Mr Smith submits that the respondents do not rely upon the period during which the applicant was a member of the Muin and Lie class action (26 March 1999 to 20 June 2003). However, there is an unexplained period of delay from 20 June 2003 to the commencement of these proceedings – a period of two years. Even if the Court were to accept that the period from the Tribunal decision and the joining of the Muin and Lie class action was not sufficient to warrant a refusal of relief because the applicant had taken some action to remain in Australia legally, the period after the Muin and Lie class action is so significant that it alone warrants a refusal of relief in this case.
Mr Smith submits that the applicant is legally represented in these proceedings but has not sought to put any evidence in respect of the period from June 2003 until these proceedings commenced in June 2005. Mr Smith argues that it can be inferred that no evidence that she could have brought before the Court would have assisted her.
Conclusion
Mr Newman for the applicant, made detailed submissions indicating that the applicant had received minimal education and had only ever worked in positions which provided limited opportunities. As a result of this background, the applicant was disadvantaged in seeking a protection visa. However, I note that at each stage of the respective applications the applicant was represented by either a registered migration agent and/or a solicitor with experience in immigration law. In the application to this Court, the applicant is represented by a qualified legal practitioner who regularly appears in this Court and holds himself out to be a practitioner in this area of the law. Despite this, there is no affidavit material before the Court, nor was the applicant called to provide sworn evidence to explain her delay in pursuing judicial review of the original Tribunal decision.
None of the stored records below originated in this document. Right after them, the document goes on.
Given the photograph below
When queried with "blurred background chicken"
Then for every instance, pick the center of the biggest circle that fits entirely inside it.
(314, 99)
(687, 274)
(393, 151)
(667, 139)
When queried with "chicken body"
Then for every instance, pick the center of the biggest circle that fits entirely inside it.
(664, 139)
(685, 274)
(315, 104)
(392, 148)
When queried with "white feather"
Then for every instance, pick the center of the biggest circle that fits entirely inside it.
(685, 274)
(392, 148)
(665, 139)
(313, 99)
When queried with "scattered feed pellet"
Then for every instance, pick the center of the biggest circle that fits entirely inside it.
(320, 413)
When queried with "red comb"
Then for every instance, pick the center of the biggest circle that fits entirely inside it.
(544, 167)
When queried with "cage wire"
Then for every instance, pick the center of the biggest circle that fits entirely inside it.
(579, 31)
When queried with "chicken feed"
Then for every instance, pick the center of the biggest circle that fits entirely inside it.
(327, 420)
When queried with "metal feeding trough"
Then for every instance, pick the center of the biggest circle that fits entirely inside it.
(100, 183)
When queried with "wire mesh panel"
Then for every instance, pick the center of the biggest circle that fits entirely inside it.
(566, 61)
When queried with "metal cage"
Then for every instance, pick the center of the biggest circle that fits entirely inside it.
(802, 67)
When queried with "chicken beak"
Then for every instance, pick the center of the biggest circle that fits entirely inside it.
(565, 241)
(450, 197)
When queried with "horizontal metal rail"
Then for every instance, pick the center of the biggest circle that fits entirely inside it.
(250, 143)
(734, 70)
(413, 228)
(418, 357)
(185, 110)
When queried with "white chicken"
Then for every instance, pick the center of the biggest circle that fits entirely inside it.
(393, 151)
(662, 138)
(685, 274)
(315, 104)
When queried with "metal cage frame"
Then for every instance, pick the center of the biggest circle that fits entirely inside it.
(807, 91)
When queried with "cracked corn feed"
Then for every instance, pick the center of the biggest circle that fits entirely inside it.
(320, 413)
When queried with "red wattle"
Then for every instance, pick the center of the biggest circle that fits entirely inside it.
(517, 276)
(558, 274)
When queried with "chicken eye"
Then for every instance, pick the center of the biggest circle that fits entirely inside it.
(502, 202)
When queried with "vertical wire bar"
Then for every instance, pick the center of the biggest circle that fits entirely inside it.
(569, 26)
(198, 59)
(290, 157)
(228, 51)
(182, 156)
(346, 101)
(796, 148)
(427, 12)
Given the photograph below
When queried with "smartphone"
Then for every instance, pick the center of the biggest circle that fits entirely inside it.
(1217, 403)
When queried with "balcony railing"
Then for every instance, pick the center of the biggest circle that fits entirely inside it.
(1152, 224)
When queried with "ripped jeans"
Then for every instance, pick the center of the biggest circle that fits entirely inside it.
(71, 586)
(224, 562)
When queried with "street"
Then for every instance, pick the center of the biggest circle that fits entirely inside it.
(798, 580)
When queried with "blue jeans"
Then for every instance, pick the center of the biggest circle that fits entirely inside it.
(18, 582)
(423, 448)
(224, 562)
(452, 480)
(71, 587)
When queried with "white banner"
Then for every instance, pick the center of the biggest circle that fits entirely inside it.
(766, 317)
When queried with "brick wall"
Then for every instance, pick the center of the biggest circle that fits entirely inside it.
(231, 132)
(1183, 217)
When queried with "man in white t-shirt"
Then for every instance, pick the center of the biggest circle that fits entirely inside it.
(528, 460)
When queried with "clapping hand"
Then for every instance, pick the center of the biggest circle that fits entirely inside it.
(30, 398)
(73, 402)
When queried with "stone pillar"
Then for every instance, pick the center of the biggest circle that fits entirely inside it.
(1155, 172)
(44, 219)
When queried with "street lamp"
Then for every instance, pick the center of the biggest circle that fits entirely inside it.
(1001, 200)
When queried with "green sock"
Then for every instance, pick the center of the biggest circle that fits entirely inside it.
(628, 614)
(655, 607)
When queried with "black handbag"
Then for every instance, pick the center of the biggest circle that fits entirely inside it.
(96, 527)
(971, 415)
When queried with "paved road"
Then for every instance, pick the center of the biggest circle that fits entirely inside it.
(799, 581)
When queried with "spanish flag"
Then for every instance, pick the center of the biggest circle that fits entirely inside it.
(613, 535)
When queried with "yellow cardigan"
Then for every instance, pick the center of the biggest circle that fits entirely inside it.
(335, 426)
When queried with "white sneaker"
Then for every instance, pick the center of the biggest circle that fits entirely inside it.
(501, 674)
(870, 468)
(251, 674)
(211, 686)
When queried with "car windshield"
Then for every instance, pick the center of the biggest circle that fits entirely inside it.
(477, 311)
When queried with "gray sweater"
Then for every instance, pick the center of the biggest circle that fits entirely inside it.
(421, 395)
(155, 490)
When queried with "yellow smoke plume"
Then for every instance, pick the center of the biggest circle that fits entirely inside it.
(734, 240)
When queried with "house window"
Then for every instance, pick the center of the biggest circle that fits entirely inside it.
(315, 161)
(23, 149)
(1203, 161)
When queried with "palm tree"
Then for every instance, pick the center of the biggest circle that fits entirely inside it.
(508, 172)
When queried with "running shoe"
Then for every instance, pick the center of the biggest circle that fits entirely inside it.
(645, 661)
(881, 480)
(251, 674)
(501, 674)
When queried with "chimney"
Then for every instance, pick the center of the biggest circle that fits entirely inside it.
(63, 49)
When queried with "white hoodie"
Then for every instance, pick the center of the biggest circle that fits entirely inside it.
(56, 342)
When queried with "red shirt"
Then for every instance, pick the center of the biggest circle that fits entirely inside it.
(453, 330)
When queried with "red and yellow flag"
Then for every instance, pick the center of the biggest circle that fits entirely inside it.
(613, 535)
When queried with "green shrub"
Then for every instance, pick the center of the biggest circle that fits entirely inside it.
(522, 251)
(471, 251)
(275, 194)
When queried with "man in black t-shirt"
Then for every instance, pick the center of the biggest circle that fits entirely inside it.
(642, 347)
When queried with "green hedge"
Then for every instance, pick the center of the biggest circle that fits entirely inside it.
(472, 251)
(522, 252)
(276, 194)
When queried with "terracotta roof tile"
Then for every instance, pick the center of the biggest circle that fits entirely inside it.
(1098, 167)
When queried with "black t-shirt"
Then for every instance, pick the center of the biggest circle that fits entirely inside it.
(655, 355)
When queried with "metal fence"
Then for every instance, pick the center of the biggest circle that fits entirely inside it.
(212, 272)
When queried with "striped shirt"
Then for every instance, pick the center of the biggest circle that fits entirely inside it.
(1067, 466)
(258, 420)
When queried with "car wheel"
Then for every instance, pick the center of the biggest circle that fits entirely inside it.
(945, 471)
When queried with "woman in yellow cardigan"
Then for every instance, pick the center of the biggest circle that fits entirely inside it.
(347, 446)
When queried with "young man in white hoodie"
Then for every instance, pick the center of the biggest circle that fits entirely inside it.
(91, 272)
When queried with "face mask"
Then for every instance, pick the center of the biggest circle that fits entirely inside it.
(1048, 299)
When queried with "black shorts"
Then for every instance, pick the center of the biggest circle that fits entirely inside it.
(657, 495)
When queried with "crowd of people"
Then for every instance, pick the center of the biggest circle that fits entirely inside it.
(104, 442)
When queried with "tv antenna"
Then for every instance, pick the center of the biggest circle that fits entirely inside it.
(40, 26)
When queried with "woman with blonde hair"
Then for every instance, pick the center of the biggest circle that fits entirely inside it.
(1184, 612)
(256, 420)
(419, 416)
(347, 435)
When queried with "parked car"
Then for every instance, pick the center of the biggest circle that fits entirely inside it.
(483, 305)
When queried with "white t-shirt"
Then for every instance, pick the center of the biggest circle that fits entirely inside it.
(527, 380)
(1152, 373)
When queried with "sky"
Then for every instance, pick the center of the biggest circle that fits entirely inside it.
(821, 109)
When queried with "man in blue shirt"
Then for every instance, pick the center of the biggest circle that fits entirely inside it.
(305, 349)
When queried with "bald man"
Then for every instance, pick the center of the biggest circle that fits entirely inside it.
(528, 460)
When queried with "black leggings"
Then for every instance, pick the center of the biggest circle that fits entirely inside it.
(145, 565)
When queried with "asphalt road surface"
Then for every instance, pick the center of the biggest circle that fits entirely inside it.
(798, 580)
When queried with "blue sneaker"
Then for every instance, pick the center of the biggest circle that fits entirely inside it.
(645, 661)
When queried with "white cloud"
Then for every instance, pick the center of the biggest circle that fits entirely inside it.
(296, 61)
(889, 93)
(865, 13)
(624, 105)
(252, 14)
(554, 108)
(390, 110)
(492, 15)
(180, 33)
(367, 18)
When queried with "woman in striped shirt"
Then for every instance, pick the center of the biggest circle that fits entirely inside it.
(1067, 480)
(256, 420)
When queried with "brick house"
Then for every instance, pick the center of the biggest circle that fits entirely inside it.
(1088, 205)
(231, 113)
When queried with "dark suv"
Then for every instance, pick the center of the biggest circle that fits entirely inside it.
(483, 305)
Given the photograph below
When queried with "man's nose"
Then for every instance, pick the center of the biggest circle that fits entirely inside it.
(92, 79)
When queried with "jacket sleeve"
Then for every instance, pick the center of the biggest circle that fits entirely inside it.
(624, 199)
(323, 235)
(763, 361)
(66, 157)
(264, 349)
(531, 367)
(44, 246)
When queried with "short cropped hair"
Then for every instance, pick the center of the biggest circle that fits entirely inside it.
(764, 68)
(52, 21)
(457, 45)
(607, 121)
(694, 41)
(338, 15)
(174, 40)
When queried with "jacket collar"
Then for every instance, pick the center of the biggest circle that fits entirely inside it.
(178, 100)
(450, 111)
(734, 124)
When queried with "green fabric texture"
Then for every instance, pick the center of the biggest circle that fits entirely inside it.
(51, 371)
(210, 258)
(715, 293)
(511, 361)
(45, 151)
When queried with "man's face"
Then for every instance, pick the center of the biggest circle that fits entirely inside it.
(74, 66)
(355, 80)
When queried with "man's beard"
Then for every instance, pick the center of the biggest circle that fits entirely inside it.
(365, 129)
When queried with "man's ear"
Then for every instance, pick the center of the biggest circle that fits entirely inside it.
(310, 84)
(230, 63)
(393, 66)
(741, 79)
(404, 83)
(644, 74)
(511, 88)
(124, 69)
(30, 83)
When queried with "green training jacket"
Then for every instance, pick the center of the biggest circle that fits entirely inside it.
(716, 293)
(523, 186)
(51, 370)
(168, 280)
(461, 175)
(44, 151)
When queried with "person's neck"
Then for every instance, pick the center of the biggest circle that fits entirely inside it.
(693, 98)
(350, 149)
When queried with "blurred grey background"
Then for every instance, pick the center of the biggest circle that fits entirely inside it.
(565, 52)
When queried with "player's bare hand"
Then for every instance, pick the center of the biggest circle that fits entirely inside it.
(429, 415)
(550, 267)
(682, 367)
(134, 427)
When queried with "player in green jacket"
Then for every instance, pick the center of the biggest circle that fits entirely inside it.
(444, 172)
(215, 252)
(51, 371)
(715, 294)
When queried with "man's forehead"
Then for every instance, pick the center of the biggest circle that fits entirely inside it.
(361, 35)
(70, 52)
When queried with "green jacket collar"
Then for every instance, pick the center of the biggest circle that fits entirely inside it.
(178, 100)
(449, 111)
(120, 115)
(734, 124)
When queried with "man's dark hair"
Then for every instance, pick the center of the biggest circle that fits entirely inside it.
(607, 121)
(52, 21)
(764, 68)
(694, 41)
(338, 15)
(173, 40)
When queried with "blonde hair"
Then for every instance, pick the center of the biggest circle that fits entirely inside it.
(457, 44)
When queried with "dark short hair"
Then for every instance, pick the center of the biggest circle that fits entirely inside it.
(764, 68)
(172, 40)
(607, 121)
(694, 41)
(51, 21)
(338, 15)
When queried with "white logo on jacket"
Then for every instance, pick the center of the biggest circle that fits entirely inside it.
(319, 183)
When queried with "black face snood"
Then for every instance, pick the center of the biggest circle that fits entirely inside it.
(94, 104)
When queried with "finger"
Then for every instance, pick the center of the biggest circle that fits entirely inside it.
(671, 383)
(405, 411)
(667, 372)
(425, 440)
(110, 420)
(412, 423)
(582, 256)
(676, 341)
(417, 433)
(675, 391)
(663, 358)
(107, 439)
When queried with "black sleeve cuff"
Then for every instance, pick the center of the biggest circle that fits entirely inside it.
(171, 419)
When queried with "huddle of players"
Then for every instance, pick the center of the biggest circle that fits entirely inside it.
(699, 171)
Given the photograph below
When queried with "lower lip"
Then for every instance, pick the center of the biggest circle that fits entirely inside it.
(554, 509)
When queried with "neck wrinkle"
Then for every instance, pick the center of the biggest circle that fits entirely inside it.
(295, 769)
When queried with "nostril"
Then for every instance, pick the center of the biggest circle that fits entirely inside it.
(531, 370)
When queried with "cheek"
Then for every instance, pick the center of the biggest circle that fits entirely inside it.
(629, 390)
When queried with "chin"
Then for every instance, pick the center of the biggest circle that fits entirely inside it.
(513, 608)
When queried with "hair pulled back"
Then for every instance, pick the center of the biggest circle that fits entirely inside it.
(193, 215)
Mr Newman’s oral submissions do not address the issues raised in the respondents’ written submissions. The affidavit of Ms Radich contains documentary evidence of the litigation history of this matter. This affidavit was read into evidence and was unchallenged. Mr Newman has made no attempt to address the issue of delay which remains the sole issue for this Court in light of the concessions made by Mr Smith for the respondents. In the circumstances, I believe the application should be dismissed.
I am satisfied an order for costs should be made in this matter. I order the applicant pay the first respondent’s costs and disbursements of and incidental to this application.
I certify that the preceding twenty-three (23) paragraphs are a true copy of the reasons for judgment of Lloyd-Jones FM.